El maltrato al consumidor es constante. Al menos en Madrid. Precios abusivos, malas formas, peores calidades… Estos meses de inactividad han pasado factura y tan sólo en la capital de España se calcula que han cerrado casi 7.000 bares y restaurantes. Eso por no hablar de las discotecas. Y la falta de oferta se hace notar cada noche que uno se propone salir a cenar y a tomarse unas copas.  No hay mesa ni en los lugares más recónditos del centro.

Toca esperar en la puerta a ver si hay suerte y falla alguna reserva. Una vez dentro, el siempre amable trato de antaño en los restaurantes madrileños se ha traducido en una falta de personal que convierte la experiencia gastronómica en toda una pesadilla. Cuando preguntas al camarero que intenta llegar, -él/ella solo/a- a todas las mesas, te cuenta que el jefe no ha sacado del ERTE a sus compañeros y que no puede más.

Yo soy muy de quejarme y, cuando el jefe está, y le recrimino el pésimo servicio, me dice que no encuentra mano de obra. Que la gente está mejor en su casa que echándole horas a un trabajo de mileurista. Es la pescadilla que se muerde la cola mientras el consumidor ve que cada vez paga más por menos. Y que cada vez lo malo va a peor.

No importa. El ciudadano tiene ganas de salir, de reunirse con amigos y familia para recuperar el tiempo perdido. Así que pelillos a la mar y tras la mediocre cena a precio de un estrella Michelín, el consumidor decide ir a tomar una copa. Ahí es cuando topa con la podredumbre y la mezquindad empresarial de los dueños de muchos bares y discotecas que toman al cliente por un auténtico imbécil.

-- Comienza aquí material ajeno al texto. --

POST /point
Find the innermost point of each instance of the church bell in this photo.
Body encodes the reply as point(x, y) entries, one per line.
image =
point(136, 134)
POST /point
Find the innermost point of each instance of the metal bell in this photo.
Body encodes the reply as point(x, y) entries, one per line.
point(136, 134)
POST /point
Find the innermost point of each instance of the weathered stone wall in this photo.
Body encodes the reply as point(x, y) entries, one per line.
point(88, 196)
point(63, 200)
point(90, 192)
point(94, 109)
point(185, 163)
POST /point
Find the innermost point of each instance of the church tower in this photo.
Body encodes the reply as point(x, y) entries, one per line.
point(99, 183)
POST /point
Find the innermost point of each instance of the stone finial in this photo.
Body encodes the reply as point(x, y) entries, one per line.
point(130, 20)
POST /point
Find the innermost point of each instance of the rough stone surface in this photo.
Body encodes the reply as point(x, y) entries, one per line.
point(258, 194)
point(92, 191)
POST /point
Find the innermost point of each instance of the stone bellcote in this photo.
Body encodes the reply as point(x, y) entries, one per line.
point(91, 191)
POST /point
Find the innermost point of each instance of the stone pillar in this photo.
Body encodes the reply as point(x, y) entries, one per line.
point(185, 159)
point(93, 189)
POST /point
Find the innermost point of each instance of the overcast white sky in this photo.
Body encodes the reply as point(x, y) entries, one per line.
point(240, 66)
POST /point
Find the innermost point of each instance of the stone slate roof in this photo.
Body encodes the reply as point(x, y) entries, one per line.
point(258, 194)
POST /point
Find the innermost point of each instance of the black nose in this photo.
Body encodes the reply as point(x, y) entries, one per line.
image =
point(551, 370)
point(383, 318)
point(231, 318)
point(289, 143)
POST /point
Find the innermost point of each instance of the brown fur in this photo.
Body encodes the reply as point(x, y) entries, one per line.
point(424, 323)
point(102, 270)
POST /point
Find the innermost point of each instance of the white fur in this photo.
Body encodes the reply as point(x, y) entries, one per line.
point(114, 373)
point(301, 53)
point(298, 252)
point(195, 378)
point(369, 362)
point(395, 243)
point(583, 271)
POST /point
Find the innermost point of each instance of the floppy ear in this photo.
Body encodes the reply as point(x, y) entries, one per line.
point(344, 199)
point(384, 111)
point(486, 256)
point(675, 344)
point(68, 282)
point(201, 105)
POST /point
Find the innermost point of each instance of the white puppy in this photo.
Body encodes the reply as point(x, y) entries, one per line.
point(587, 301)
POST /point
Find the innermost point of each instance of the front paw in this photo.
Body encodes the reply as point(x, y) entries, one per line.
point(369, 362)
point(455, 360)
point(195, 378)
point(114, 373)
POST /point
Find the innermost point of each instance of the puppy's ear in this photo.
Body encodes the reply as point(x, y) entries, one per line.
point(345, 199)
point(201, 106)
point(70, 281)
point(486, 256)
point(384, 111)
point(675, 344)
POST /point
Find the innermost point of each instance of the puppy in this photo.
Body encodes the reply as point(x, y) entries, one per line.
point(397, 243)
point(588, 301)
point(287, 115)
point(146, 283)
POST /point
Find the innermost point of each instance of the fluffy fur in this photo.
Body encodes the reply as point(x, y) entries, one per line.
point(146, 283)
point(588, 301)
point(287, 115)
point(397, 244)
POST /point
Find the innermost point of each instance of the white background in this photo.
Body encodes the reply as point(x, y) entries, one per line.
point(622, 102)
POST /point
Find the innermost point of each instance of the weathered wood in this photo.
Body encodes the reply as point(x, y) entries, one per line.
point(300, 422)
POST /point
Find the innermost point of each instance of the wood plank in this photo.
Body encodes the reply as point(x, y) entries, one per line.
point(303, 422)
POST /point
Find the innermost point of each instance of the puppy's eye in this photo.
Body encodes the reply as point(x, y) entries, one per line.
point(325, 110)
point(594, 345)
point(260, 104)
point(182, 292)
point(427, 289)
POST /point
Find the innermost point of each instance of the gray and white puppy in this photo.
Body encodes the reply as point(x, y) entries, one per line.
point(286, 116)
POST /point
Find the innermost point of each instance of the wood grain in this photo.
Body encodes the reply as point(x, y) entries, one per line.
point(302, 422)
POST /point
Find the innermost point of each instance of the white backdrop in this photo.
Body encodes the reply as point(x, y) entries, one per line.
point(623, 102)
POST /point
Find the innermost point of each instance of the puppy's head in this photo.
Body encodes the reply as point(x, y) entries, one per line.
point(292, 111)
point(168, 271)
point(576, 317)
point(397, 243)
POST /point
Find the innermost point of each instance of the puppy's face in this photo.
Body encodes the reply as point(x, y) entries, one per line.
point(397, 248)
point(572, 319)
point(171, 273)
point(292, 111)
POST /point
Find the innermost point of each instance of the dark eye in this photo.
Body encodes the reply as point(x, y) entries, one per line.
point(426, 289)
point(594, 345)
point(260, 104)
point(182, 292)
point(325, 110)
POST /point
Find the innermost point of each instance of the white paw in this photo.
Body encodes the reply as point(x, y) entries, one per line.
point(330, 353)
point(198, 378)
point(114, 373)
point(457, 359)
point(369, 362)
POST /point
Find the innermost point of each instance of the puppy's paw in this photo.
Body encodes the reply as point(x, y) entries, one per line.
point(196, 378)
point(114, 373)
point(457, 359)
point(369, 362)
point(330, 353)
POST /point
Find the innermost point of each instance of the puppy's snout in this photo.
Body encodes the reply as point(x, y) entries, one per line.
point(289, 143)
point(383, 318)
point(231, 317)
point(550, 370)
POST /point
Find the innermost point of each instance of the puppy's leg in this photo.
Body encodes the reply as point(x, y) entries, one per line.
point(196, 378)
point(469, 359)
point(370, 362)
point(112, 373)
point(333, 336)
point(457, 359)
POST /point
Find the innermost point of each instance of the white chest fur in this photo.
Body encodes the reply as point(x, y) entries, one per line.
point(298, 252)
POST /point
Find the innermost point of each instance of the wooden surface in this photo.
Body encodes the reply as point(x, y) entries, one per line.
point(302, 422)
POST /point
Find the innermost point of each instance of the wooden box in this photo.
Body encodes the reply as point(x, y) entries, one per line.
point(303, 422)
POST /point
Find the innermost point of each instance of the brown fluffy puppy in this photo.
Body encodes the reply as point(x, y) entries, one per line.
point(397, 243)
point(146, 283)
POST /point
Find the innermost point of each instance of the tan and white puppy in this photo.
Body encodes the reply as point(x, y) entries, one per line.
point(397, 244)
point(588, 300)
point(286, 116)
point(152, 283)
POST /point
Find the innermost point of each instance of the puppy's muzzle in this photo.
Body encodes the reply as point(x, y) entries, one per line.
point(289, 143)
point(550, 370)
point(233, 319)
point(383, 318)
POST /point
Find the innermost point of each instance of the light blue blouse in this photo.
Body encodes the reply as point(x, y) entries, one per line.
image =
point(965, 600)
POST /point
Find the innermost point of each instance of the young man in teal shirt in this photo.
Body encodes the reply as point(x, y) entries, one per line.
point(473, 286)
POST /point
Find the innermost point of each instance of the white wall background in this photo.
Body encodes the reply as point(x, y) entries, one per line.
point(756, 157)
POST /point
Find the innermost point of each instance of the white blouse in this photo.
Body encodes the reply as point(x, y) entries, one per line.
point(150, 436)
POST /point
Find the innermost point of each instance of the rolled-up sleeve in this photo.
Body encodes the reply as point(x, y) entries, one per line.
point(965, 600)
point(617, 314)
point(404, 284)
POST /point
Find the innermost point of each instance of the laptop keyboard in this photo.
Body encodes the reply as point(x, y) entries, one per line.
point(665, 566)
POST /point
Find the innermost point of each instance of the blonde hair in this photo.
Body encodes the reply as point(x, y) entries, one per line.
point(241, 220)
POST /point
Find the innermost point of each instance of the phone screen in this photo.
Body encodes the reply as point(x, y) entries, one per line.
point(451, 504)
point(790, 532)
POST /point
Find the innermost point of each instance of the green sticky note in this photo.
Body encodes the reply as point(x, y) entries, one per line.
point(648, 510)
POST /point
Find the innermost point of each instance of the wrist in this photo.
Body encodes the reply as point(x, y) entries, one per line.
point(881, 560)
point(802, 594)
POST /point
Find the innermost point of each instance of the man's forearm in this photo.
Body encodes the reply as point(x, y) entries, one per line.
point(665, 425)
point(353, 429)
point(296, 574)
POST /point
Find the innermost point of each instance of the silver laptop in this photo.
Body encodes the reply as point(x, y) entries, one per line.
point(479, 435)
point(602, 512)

Colas para entrar a los garitos más demodé y cochambrosos de Madrid. Imposibilidad de pagar con tarjeta el sablazo de la puerta (algo que hace sospechar -y mucho- la contabilidad en B que tienen este tipo de antros) y bebidas que hacen exquisito el antaño peor de los garrafones. Ni aforos, ni educación, ni nada que se le parezca. Ganado. Nos tratan como ganado.

La opción fácil es no ir, no entrar o no repetir. Pero como me decía esta misma mañana un amigo: “Javier, nos quedamos sin lugares donde ir”. Y es cierto. Cada vez apetece más quedar en casa de alguien, hacer un Masterchef y tomarse algo en mitad de un salón de 13 metros cuadrados aún a riesgo de enemistarse con los vecinos.

Luego nos preguntamos por qué la chavalería no para de hacer botellones… Hay momentos en los que es mejor saltarse las normas a sentirse apaleado y encima dar las gracias.

Lo que no recuerdan estos malos hosteleros es que en unas semanas, cuando les vuelvan a poner aforos y a cerrar por la incipiente psicosis de la sexta ola, volverán a lloriquear pidiendo que les salvemos, que consumamos y que no les olvidemos. Y estoy de acuerdo. No pienso olvidar qué bares, qué locales y qué discotecas se creen con derecho a maltratar al público aprovechando que han sobrevivido a la pandemia.

Gasten su dinero y sus energías en aquellos lugares en los que les traten como se merecen. Y no duden en levantarse e irse, o presentar una reclamación, allí donde les ninguneen. Porque víctimas de la pandemia hemos sido todos.